Dataproc Quotas

This page lists Dataproc API quota limits, which are enforced at the project and region level. The quotas reset every sixty seconds (one-minute).

The following table lists the specific and default per-project Dataproc API quota types, quota limits, and the methods to which they apply.
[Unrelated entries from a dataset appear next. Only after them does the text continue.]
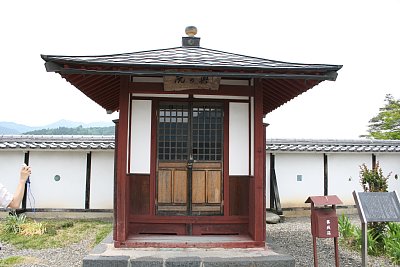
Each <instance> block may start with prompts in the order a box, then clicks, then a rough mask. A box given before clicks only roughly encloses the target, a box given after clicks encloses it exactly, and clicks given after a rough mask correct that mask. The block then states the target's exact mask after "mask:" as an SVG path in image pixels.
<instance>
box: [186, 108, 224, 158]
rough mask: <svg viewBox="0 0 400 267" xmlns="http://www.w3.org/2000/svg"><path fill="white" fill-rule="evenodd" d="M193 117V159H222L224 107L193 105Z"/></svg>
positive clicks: (192, 110) (192, 112)
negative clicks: (222, 108) (198, 105)
mask: <svg viewBox="0 0 400 267" xmlns="http://www.w3.org/2000/svg"><path fill="white" fill-rule="evenodd" d="M192 118H193V119H192V133H193V137H192V138H193V140H192V146H193V148H192V150H193V159H194V160H206V161H208V160H222V136H223V132H222V125H223V111H222V107H218V106H202V107H193V110H192Z"/></svg>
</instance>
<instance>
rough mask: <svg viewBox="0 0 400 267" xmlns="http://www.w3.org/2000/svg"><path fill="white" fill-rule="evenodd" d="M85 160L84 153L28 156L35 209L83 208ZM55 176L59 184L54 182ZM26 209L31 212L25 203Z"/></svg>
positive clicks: (39, 154)
mask: <svg viewBox="0 0 400 267" xmlns="http://www.w3.org/2000/svg"><path fill="white" fill-rule="evenodd" d="M86 156H87V152H85V151H80V152H78V151H77V152H74V151H72V152H71V151H54V152H48V151H44V152H42V151H31V152H30V154H29V165H30V166H32V169H33V170H32V175H31V190H32V193H33V196H34V198H35V202H36V203H35V208H59V209H84V208H85V189H86ZM56 175H59V176H60V180H59V181H56V180H55V179H54V177H55V176H56ZM32 205H33V204H32ZM26 206H27V208H31V206H30V205H29V201H27V205H26ZM32 208H33V207H32Z"/></svg>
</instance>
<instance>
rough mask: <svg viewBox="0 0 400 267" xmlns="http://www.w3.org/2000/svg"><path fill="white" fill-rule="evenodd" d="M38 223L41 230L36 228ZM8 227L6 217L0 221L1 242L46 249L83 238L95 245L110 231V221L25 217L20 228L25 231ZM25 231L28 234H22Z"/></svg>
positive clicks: (76, 242) (107, 234)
Quota Type Limit Applicable API Methods
AutoscalingOperationRequestsPerMinutePerProjectPerRegion 400 CreateAutoscalingPolicy, GetAutoscalingPolicy, ListAutoscalingPolicies, UpdateAutoscalingPolicy, DeleteAutoscalingPolicy
ClusterOperationRequestsPerMinutePerProjectPerRegion 200 CreateCluster, DeleteCluster, UpdateCluster, StopCluster, StartCluster, DiagnoseCluster, RepairCluster
NodeGroupOperationRequestsPerMinutePerProjectPerRegion 600 CreateNodeGroup, DeleteNodeGroup, ResizeNodeGroup, RepairNodeGroup, UpdateLabelsNodeGroup, StartNodeGroup, StopNodeGroup
GetJobRequestsPerMinutePerProjectPerRegion 7500 GetJob
JobOperationRequestsPerMinutePerProjectPerRegion 400 SubmitJob, UpdateJob, CancelJob, DeleteJob
WorkflowOperationRequestsPerMinutePerProjectPerRegion 400 CreateWorkflowTemplate, InstantiateWorkflowTemplate, InstantiateInlineWorkflowTemplate, UpdateWorkflowTemplate, DeleteWorkflowTemplate
DefaultRequestsPerMinutePerProjectPerRegion 7500 All other operations (primarily Get operations)

The following table lists additional limits on total active operations and jobs at the project and region level.
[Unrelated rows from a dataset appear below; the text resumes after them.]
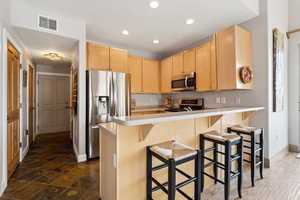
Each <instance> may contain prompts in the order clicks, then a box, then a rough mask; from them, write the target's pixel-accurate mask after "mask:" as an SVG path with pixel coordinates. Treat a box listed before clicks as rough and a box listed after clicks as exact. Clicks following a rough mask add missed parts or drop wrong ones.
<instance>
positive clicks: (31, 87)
mask: <svg viewBox="0 0 300 200" xmlns="http://www.w3.org/2000/svg"><path fill="white" fill-rule="evenodd" d="M33 80H34V74H33V67H32V66H31V65H29V66H28V134H29V146H30V145H31V144H32V143H33V138H34V128H33V127H34V109H35V107H34V96H33V88H34V84H33V83H34V81H33Z"/></svg>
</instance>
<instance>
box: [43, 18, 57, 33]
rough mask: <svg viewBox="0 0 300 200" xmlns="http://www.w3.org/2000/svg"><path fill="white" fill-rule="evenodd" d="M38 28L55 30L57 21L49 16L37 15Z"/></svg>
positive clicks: (56, 30) (53, 30) (52, 30)
mask: <svg viewBox="0 0 300 200" xmlns="http://www.w3.org/2000/svg"><path fill="white" fill-rule="evenodd" d="M39 28H42V29H48V30H52V31H57V21H56V20H55V19H50V18H49V17H45V16H39Z"/></svg>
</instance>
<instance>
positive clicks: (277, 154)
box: [264, 146, 290, 168]
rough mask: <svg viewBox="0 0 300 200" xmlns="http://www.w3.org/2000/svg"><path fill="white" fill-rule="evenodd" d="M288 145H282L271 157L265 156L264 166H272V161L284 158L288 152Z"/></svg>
mask: <svg viewBox="0 0 300 200" xmlns="http://www.w3.org/2000/svg"><path fill="white" fill-rule="evenodd" d="M289 147H290V146H286V147H284V148H283V149H282V150H281V151H279V152H278V153H277V154H276V155H275V156H273V157H272V158H271V159H270V158H265V159H264V162H265V168H270V167H271V166H272V163H273V162H275V161H278V160H281V159H282V158H284V157H285V156H286V155H287V154H288V153H289Z"/></svg>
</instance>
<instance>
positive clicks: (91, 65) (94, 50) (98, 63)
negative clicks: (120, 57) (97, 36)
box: [87, 42, 109, 70]
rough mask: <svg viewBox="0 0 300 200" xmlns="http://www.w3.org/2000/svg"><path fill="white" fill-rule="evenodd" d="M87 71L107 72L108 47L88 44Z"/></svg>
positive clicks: (108, 57) (91, 43)
mask: <svg viewBox="0 0 300 200" xmlns="http://www.w3.org/2000/svg"><path fill="white" fill-rule="evenodd" d="M87 69H95V70H109V47H107V46H101V45H97V44H93V43H89V42H88V43H87Z"/></svg>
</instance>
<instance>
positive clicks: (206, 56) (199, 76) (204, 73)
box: [196, 36, 217, 92]
mask: <svg viewBox="0 0 300 200" xmlns="http://www.w3.org/2000/svg"><path fill="white" fill-rule="evenodd" d="M196 86H197V91H199V92H203V91H212V90H216V89H217V72H216V49H215V36H213V38H212V39H211V40H210V41H208V42H206V43H204V44H201V45H200V46H198V47H197V48H196Z"/></svg>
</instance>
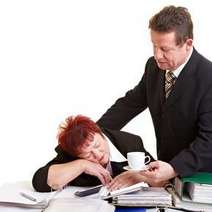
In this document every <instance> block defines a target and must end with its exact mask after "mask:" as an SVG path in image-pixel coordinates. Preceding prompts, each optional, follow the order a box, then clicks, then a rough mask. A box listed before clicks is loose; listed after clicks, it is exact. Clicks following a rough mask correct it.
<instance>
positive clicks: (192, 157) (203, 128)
mask: <svg viewBox="0 0 212 212" xmlns="http://www.w3.org/2000/svg"><path fill="white" fill-rule="evenodd" d="M211 163H212V85H211V86H210V88H209V89H208V90H207V92H206V94H205V95H204V97H203V99H202V101H201V104H200V107H199V111H198V120H197V136H196V138H195V139H194V141H193V142H192V143H191V144H190V146H189V147H188V148H187V149H184V150H183V151H181V152H180V153H179V154H178V155H176V156H175V157H174V158H173V159H172V160H171V161H170V164H171V165H172V166H173V167H174V169H175V170H176V172H177V173H178V174H179V175H180V176H188V175H192V174H194V173H195V172H197V171H208V172H212V166H211Z"/></svg>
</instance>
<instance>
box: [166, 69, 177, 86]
mask: <svg viewBox="0 0 212 212" xmlns="http://www.w3.org/2000/svg"><path fill="white" fill-rule="evenodd" d="M166 80H167V81H168V82H169V83H171V82H173V81H175V80H176V77H175V75H174V73H173V72H172V71H168V72H167V73H166Z"/></svg>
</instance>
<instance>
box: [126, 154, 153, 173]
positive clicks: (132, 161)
mask: <svg viewBox="0 0 212 212" xmlns="http://www.w3.org/2000/svg"><path fill="white" fill-rule="evenodd" d="M146 158H147V161H145V159H146ZM150 160H151V158H150V156H145V153H144V152H128V153H127V161H128V165H129V167H130V169H134V170H141V169H143V168H144V167H145V165H146V164H147V163H149V162H150Z"/></svg>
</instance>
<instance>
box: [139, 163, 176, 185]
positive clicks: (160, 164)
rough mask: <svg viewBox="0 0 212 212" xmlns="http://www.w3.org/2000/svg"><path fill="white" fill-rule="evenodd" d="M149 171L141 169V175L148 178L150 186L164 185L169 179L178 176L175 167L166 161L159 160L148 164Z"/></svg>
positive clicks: (145, 177)
mask: <svg viewBox="0 0 212 212" xmlns="http://www.w3.org/2000/svg"><path fill="white" fill-rule="evenodd" d="M148 168H149V169H148V170H147V171H141V172H140V175H141V176H143V177H145V178H146V181H145V182H147V183H148V184H149V185H150V186H154V187H159V186H164V185H165V184H166V183H167V181H168V180H170V179H171V178H173V177H176V176H177V173H176V172H175V170H174V169H173V167H172V166H171V165H170V164H169V163H166V162H163V161H160V160H157V161H154V162H151V163H150V164H149V165H148Z"/></svg>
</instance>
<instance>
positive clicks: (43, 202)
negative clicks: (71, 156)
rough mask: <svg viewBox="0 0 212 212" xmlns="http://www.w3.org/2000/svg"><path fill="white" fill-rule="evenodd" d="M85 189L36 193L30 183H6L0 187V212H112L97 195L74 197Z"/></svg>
mask: <svg viewBox="0 0 212 212" xmlns="http://www.w3.org/2000/svg"><path fill="white" fill-rule="evenodd" d="M84 189H85V187H75V186H68V187H67V188H65V189H63V190H61V191H55V192H46V193H41V192H36V191H34V190H33V188H32V186H31V184H30V183H27V182H18V183H8V184H4V185H3V186H1V187H0V212H1V211H2V212H12V211H14V212H25V211H27V212H41V211H42V212H46V211H47V212H55V211H59V212H66V211H67V212H70V209H71V212H81V211H82V212H84V211H86V212H99V211H104V212H114V211H115V207H114V206H113V205H111V204H109V203H108V202H107V201H104V200H102V199H101V198H100V197H99V194H94V195H91V196H89V197H81V198H80V197H76V196H75V195H74V193H75V192H76V191H80V190H84Z"/></svg>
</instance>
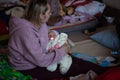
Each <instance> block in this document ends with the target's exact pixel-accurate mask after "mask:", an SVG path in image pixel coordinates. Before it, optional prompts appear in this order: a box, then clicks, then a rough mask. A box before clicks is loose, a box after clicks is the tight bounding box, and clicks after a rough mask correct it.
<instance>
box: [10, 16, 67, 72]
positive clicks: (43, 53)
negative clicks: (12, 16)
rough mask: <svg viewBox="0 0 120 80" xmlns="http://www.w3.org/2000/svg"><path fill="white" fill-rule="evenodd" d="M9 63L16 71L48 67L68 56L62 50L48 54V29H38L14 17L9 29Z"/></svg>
mask: <svg viewBox="0 0 120 80" xmlns="http://www.w3.org/2000/svg"><path fill="white" fill-rule="evenodd" d="M9 35H10V39H9V43H8V49H9V55H8V57H9V62H10V64H11V66H12V67H13V68H15V69H16V70H26V69H32V68H35V67H37V66H40V67H47V66H49V65H51V64H53V63H55V62H58V61H60V60H61V58H62V57H63V56H64V55H65V54H66V53H65V52H64V50H63V49H62V48H60V49H55V51H54V52H51V53H47V52H46V46H47V44H48V27H47V25H46V24H43V25H41V28H40V29H37V28H36V27H35V25H33V24H32V23H30V22H29V21H27V20H25V19H21V18H15V17H12V18H11V19H10V27H9Z"/></svg>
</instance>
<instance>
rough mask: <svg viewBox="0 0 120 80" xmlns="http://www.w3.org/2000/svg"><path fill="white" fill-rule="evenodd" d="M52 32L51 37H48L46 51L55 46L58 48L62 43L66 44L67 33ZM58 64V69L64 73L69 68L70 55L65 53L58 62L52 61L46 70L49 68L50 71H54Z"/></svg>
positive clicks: (60, 71) (69, 62) (49, 49)
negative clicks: (52, 33) (58, 65)
mask: <svg viewBox="0 0 120 80" xmlns="http://www.w3.org/2000/svg"><path fill="white" fill-rule="evenodd" d="M53 32H54V33H55V34H54V33H53V34H52V33H51V35H52V36H53V37H50V41H49V43H48V45H47V51H51V50H53V49H55V48H60V47H61V46H63V45H64V44H67V39H68V35H67V34H65V33H60V34H58V33H57V32H56V31H53ZM58 64H60V66H59V69H60V72H61V74H65V73H66V72H67V71H68V70H69V68H70V66H71V64H72V58H71V56H70V55H68V54H66V55H65V56H64V57H63V58H62V59H61V61H60V62H58V63H54V64H52V65H50V66H48V67H47V70H49V71H51V72H52V71H55V70H56V69H57V66H58Z"/></svg>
Quota type Limit Description
ActiveOperationsPerProjectPerRegion 5000 Limit on the total number of concurrent active operations of all types in a single project in a single regional database
ActiveJobsPerProjectPerRegion 5000 Limit on the total number of active jobs in NON_TERMINAL state in a single project in a single regional database

Other Google Cloud quotas

Dataproc clusters utilize other Google Cloud products. These products have project-level quotas, which include quotas that apply to Dataproc use. Some services are required to use Dataproc, such as Compute Engine and Cloud Storage. Other services, such as BigQuery and Bigtable, can optionally be used with Dataproc.

Required services

The following services, which enforce quota limits, are automatically (required to be) used to create Dataproc clusters.

Compute Engine

Dataproc clusters utilize Compute Engine virtual machines. The Compute Engine quotas are split into regional and global limits. These limits apply to clusters you create. For example, to create a cluster with one n1-standard-4 master node and two n1-standard-4 worker nodes, you will use 12 virtual CPUs (4 * 3). This cluster usage will count against the regional quota limit of 24 virtual CPUs.

Default clusters

When you create a Dataproc cluster with default settings, the following Compute Engine resources are used.

Item Resources used
Virtual CPUs 12
Virtual Machine (VM) Instances 3
Persistent disk 1500 GB

Cloud Logging

Dataproc saves driver output and cluster logs in Cloud Logging. The Cloud Logging quota applies to your Dataproc clusters.

Optional services

The following services, which have quota limits, can optionally be used with Dataproc clusters.

BigQuery

When reading or writing data into BigQuery, the BigQuery quota applies.

Bigtable

When reading or writing data into Bigtable, the Bigtable quota applies.